Perguntei seu nome, mas ele falou no meio de um sorriso tímido, daquela forma que sugere que isso não é importante e que não é preciso memorizar. Parece que disse era da USP, mas sempre fugia dessas perguntas. Queria mesmo era falar do pixel. Assim ficamos sozinhos na sala por vários minutos em conversa amigável.

Cheguei atrasado para o almoço. Meus colegas haviam notado meu atraso. Contei-lhes a história. Perguntei se haviam visto o velhinho circulando por ali. Ninguém viu, mas na pressa e no burburinho daquele mundo de gente saindo junto, quem iria notar? Não dei importância a isso.

Alguns colegas mais íntimos do velho prédio e de suas lendas, entretanto, começaram a esboçar um sorriso malicioso e insinuante, de canto de boca. Perguntaram-me se o vi entrando, disse que não, mas estava distraído. Se eu sabia seu nome, disse que não. Terei apertado sua mão?  Não me lembrava, talvez sim, talvez não. Os sorrisos e insinuações só aumentaram. Foi o assunto que divertiu o almoço e o cafezinho.

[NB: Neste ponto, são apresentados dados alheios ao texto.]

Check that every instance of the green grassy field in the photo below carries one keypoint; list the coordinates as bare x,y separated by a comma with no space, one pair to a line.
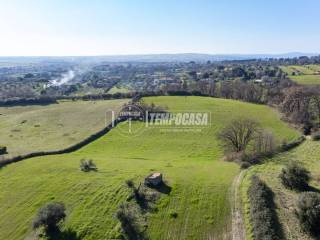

Confesso que fiquei um pouco desconfortável com as brincadeiras, pois, especulações sobrenaturais à parte, aqueles minutos na companhia do velho professor, não sei por que, fizeram com que eu me sentisse feliz. Por isso relevei as brincadeiras.

Afinal, mesmo sem saber de onde pode ter vindo meu estranho amigo e da matemática confusa que fluiu em nossa conversa, foi muito bom tê-lo encontrado naquele sábado.  Tomara que tenha sido recíproco. Pensando bem, talvez um dia eu apareça assim também nas salas de aula da EsPCEx.